Haynes Lab:Notebook/CRISPR Editing/2015/01/23: Difference between revisions

01/23/2015

Sent out untreated Luc14 gDNA PCR product of P197/P198 for sequencing:

Topo cloning and quantification of editing efficiency with restriction enzyme'

cutting 1μg of untreated and g033 and g034 treated Luc14 cells gDNA PCRd with P197/P198 and column purified samples from 14.12.06 experiment with PfoI at 37°C for 3 hours.

Quantification with 1% agarose gel

Topo cloning

• purify uncut band from agarose gel

• add 'A's to the ends of the uncut products

From the manual:

After purification, add Taq polymerase buffer, dATP, and 0.5 unit of Taq polymerase. Incubate the reaction for 10–15 minutes at 72°C and use in the TOPO® Cloning reaction.

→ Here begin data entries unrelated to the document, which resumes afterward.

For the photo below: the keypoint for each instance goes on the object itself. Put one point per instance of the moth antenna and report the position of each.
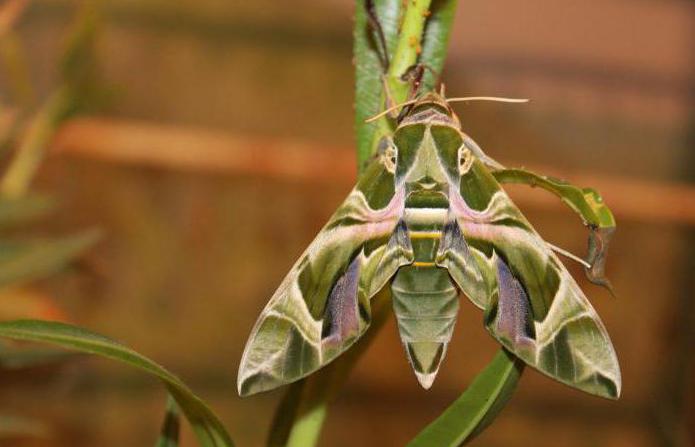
(569, 255)
(488, 98)
(389, 110)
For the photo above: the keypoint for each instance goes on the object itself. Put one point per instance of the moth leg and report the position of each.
(587, 203)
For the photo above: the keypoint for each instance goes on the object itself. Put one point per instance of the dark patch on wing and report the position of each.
(341, 320)
(514, 320)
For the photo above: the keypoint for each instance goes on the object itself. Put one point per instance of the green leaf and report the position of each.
(369, 71)
(587, 203)
(14, 358)
(31, 260)
(300, 415)
(169, 436)
(436, 40)
(477, 407)
(24, 209)
(207, 427)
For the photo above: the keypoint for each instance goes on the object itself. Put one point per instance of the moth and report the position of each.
(428, 220)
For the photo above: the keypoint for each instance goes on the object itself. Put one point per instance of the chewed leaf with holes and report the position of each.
(429, 220)
(532, 305)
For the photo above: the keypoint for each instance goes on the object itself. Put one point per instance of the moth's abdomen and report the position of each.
(426, 305)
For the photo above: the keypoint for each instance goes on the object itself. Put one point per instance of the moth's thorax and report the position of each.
(431, 108)
(431, 114)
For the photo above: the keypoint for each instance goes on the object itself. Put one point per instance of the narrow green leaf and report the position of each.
(477, 407)
(14, 358)
(171, 427)
(207, 427)
(31, 260)
(24, 209)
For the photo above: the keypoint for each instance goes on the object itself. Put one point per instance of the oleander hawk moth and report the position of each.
(429, 220)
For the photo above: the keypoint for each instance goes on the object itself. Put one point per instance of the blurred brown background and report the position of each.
(226, 142)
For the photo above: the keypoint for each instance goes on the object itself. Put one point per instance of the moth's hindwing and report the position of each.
(322, 306)
(532, 305)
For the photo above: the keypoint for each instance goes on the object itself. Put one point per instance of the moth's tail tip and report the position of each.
(426, 379)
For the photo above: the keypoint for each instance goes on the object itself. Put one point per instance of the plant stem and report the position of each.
(408, 48)
(30, 153)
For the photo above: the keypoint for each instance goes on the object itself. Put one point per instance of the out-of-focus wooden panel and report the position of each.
(191, 149)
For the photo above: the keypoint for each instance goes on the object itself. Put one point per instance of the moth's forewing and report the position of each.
(322, 305)
(532, 305)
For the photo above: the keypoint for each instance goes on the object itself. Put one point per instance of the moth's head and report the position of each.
(430, 107)
(426, 149)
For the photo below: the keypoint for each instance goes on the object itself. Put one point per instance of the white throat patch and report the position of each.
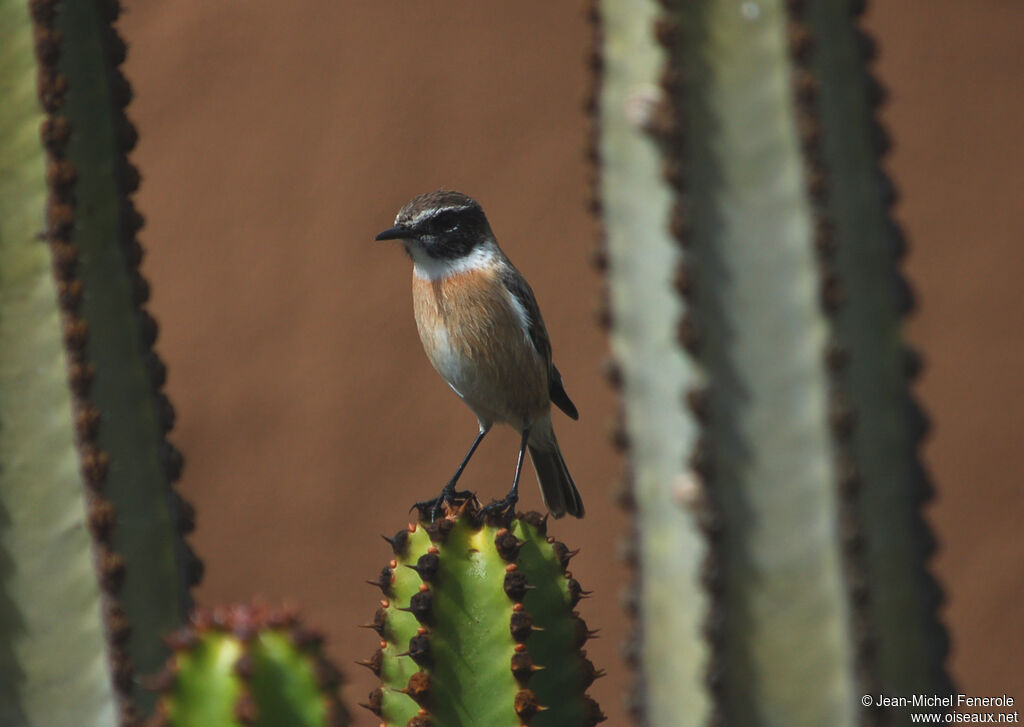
(430, 268)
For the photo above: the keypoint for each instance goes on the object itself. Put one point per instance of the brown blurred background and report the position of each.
(276, 138)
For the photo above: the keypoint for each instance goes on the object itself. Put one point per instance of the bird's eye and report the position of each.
(445, 223)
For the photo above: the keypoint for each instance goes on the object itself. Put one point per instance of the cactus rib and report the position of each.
(477, 627)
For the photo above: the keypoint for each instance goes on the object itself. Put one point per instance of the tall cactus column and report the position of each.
(755, 312)
(93, 566)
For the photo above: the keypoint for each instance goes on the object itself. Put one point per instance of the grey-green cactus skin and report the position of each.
(756, 328)
(52, 670)
(93, 567)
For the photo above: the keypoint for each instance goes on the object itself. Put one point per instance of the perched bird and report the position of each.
(482, 331)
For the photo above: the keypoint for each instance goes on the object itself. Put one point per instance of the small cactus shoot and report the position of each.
(248, 666)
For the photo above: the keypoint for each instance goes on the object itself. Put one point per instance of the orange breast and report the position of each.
(474, 339)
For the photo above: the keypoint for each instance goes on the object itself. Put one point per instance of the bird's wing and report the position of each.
(523, 294)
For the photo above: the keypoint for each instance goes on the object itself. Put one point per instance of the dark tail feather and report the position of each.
(557, 487)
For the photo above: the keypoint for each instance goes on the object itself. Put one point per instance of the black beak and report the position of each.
(396, 232)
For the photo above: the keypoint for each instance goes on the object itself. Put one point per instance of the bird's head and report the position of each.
(439, 225)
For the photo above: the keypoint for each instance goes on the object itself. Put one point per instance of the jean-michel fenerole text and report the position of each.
(944, 700)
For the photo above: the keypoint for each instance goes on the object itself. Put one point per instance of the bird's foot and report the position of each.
(430, 509)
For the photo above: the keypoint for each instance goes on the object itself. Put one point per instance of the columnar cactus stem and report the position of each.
(83, 421)
(477, 627)
(755, 310)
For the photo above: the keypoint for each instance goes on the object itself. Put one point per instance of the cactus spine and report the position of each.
(477, 627)
(752, 264)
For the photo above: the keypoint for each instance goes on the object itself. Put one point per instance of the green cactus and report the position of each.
(93, 567)
(477, 627)
(753, 282)
(248, 666)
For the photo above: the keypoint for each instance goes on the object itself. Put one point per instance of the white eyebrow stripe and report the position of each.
(434, 211)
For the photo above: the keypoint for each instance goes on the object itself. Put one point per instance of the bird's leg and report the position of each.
(500, 506)
(449, 494)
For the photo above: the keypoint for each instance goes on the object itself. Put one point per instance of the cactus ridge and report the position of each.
(61, 176)
(745, 236)
(832, 298)
(880, 469)
(247, 665)
(122, 415)
(477, 626)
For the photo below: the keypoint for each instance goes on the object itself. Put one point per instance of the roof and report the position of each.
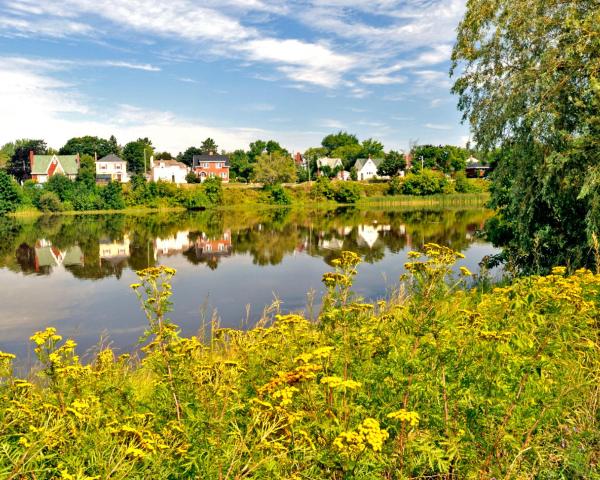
(170, 163)
(197, 159)
(330, 162)
(41, 163)
(111, 157)
(360, 162)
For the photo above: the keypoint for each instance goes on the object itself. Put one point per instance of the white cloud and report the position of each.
(438, 126)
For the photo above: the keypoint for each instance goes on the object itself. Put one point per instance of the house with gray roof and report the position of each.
(45, 166)
(111, 168)
(366, 168)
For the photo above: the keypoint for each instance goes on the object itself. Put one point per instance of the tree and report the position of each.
(527, 79)
(393, 163)
(89, 145)
(239, 165)
(373, 148)
(274, 168)
(137, 154)
(6, 152)
(336, 140)
(19, 165)
(10, 196)
(209, 146)
(163, 156)
(187, 157)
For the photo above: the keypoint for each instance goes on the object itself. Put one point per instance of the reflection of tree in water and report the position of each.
(267, 236)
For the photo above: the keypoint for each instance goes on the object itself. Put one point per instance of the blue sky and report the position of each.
(179, 71)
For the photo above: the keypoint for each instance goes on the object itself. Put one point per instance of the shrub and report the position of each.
(213, 187)
(191, 177)
(347, 192)
(322, 188)
(427, 182)
(277, 195)
(49, 202)
(10, 195)
(112, 196)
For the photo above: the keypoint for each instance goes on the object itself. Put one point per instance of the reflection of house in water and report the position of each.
(177, 243)
(114, 252)
(369, 234)
(208, 250)
(48, 255)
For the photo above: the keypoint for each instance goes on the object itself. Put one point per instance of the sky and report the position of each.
(178, 71)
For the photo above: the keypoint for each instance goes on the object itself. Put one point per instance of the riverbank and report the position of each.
(433, 380)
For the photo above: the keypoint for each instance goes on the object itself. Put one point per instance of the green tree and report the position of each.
(239, 165)
(337, 140)
(272, 168)
(373, 148)
(393, 163)
(10, 195)
(89, 145)
(19, 165)
(187, 157)
(137, 155)
(112, 196)
(527, 80)
(209, 146)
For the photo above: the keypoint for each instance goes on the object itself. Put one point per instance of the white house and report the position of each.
(332, 163)
(168, 171)
(112, 168)
(366, 168)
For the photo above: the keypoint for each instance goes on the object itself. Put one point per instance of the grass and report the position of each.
(436, 381)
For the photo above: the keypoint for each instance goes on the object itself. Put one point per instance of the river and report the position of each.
(74, 272)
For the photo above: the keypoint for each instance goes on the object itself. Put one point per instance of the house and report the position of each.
(331, 163)
(45, 166)
(168, 171)
(476, 169)
(211, 165)
(366, 168)
(111, 168)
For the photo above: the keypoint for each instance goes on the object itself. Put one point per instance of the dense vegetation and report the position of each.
(435, 381)
(528, 83)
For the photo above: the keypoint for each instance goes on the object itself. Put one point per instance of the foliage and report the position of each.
(10, 196)
(89, 145)
(213, 187)
(112, 196)
(392, 164)
(187, 157)
(438, 382)
(208, 146)
(191, 177)
(447, 158)
(277, 195)
(137, 155)
(19, 165)
(272, 168)
(427, 182)
(528, 84)
(347, 192)
(49, 202)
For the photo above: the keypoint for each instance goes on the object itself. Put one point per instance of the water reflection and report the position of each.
(87, 261)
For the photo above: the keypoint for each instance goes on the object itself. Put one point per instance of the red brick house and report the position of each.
(211, 165)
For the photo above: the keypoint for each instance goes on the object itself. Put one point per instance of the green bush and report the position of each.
(49, 202)
(10, 194)
(323, 189)
(347, 192)
(427, 182)
(213, 187)
(277, 195)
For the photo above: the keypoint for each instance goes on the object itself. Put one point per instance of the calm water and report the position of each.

• Set up the TOPO Cloning reaction

Mix the reaction below gently and incubate for 5 minutes at room temperature (22°C to 23°C):

Reagent*	Volume
Fresh PCR product	0.5–4 µL
Salt Solution	1 µL
Water	add to a total volume of 5 µL
TOPO® vector	1 µL
Final Volume	6 µL

Notes from the manual:

Note: The red or yellow color of the TOPO® vector solution is normal and is used to visualize the solution.

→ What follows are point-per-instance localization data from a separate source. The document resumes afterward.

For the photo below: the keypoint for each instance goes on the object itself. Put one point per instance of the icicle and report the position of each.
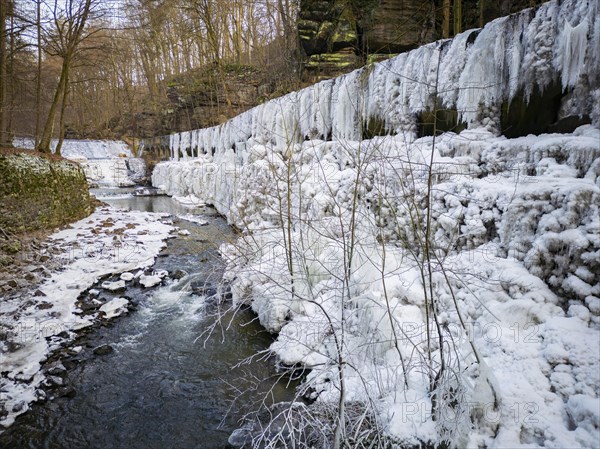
(572, 52)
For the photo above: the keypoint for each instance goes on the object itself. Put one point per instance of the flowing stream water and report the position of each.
(165, 385)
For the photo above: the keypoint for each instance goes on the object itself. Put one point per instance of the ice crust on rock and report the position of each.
(515, 228)
(89, 255)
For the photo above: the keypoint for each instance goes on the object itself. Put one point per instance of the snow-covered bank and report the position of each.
(517, 232)
(450, 285)
(109, 241)
(106, 163)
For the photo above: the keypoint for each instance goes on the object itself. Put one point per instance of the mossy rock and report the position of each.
(40, 193)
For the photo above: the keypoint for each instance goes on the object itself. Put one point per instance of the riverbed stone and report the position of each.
(103, 350)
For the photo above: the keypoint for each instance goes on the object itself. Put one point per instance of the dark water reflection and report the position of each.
(162, 387)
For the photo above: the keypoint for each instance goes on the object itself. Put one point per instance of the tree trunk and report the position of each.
(5, 139)
(38, 83)
(46, 140)
(61, 129)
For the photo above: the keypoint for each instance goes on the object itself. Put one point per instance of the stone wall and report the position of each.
(337, 36)
(40, 192)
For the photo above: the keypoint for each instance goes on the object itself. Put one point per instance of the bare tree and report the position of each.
(70, 20)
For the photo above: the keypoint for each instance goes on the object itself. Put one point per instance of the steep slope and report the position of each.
(441, 288)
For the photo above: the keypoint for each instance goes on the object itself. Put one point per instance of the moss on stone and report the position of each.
(40, 193)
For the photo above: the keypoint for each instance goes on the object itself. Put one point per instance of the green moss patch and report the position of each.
(39, 192)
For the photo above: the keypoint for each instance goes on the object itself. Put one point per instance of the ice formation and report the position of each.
(455, 277)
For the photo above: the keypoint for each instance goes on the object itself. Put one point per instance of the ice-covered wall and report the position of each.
(333, 236)
(473, 73)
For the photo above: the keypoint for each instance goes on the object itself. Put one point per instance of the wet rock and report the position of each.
(55, 381)
(127, 277)
(66, 392)
(150, 281)
(113, 286)
(178, 274)
(44, 305)
(103, 350)
(56, 369)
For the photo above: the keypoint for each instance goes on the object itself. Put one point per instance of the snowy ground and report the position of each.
(109, 241)
(450, 286)
(516, 230)
(106, 163)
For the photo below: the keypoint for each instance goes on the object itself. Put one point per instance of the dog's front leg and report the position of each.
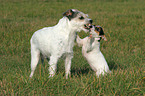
(52, 65)
(69, 56)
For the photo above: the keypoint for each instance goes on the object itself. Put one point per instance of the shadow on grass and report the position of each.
(113, 66)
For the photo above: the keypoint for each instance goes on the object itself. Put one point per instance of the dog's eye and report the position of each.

A Salt Solution (1.2 M NaCl; 0.06 M MgCl2) is provided to adjust the TOPO® Cloning reaction to the recommended concentration of NaCl and MgCl2... We have found that including salt (200 mM NaCl, 10 mM MgCl2) in the TOPO® Cloning reaction can increase the number of transformants 2- to 3-fold. In addition, incubating the reaction mixture for greater than 5 minutes in the presence of salt can also increase the number of transformants... Including salt in the TOPO® Cloning reaction allows for longer incubation times because it prevents topoisomerase I from rebinding and potentially nicking the DNA after ligating the PCR product and dissociating from the DNA. The result is more intact molecules, leading to higher transformation efficiencies.

For most applications, 5 minutes will yield sufficient colonies for analysis. Depending on your needs, the length of the TOPO®-cloning reaction can be varied from 30 seconds to 30 minutes. For routine subcloning of PCR products, 30 seconds may be sufficient. For large PCR products (greater than 1 kb) or if you are TOPO®-cloning a pool of PCR products, increasing the reaction time will yield more colonies.

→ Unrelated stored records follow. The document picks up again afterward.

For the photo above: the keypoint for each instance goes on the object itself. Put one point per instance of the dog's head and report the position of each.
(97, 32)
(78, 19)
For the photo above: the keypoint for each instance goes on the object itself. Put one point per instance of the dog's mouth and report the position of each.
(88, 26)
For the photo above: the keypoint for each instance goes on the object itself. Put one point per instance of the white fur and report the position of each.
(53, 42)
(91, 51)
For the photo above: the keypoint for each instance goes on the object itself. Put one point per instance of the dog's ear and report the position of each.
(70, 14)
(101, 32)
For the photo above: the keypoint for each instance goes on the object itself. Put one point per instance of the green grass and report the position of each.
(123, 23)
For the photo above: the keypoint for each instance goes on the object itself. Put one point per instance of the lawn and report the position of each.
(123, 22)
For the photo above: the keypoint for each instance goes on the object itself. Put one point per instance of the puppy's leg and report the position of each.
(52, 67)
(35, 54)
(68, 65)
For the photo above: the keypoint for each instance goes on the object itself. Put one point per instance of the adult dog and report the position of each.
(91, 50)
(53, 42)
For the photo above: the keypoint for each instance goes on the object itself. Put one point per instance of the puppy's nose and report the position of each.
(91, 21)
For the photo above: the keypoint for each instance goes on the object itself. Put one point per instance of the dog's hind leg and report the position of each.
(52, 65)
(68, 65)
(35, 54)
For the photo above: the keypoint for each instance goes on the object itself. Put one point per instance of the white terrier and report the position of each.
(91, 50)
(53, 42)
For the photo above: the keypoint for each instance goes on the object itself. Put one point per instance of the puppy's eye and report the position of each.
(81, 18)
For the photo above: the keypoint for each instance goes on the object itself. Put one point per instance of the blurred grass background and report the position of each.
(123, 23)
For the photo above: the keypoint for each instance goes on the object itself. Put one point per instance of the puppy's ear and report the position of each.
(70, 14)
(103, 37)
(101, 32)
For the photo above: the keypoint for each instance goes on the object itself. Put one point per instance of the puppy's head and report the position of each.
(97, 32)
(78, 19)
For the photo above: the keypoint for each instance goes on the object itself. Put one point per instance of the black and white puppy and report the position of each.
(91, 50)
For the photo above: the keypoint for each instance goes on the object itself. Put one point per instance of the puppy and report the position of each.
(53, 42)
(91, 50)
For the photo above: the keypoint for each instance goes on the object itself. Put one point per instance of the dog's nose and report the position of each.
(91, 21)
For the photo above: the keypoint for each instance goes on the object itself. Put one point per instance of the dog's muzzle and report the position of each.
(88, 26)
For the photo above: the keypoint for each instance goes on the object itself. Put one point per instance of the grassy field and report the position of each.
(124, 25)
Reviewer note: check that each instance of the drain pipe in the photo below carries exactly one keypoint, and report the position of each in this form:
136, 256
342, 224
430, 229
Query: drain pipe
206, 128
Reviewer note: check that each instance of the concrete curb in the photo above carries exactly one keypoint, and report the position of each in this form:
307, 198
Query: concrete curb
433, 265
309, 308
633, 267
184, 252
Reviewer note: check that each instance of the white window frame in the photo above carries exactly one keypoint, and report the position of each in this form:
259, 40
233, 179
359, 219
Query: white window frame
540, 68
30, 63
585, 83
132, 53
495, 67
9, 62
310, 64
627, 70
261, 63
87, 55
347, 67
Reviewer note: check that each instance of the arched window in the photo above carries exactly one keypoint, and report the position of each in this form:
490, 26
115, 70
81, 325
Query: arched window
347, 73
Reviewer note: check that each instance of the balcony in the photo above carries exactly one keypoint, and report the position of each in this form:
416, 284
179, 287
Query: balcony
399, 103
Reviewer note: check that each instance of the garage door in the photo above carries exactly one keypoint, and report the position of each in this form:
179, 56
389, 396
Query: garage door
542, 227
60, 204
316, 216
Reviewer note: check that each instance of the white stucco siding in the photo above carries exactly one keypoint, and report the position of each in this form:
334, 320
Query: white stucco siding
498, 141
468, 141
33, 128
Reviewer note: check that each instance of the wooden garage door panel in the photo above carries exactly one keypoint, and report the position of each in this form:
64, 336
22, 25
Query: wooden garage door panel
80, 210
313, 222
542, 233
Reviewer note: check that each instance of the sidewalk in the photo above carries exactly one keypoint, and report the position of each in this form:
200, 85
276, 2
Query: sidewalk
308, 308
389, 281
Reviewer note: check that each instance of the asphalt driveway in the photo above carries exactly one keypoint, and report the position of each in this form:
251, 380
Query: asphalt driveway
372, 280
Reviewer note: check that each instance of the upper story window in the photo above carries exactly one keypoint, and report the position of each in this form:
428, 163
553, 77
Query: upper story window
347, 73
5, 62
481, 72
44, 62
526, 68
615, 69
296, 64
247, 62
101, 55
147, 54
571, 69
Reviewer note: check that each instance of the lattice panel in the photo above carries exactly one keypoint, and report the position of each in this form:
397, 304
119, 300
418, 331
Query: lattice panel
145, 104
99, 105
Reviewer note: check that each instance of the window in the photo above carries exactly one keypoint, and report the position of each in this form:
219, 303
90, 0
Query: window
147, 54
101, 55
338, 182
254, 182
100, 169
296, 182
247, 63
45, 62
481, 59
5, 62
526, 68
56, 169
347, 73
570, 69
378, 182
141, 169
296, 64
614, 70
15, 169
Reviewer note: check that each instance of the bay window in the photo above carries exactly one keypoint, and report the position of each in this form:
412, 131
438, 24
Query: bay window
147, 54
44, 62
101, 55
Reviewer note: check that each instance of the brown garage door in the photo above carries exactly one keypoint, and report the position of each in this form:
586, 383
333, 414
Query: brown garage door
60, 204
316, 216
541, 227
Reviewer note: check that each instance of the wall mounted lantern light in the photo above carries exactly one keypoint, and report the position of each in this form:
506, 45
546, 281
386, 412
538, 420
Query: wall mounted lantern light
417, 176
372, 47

You may store the TOPO® Cloning reaction at −20°C overnight.

Place the reaction on ice and proceed to Transform One Shot® competent cells

• Transform

Note: It is essential that LB plates containing ampicillin are pre-warmed prior to spreading. 1. Add 4 µL of the TOPO® Cloning reaction from Set up the TOPO® Cloning reaction, step 2 on page 13, into a vial of One Shot® chemically competent E coli and mix gently. Do not mix by pipetting up and down. 2. Incubate on ice for 5 minutes. 3. Spread 50 µL of cells on a prewarmed LB plate containing 50–100 µg/mL ampicillin and incubate overnight at 37°C. 4. An efficient TOPO® Cloning reaction should produce several hundred colonies. Pick ~10 colonies for analysis (see Analyze positive clones on page 20).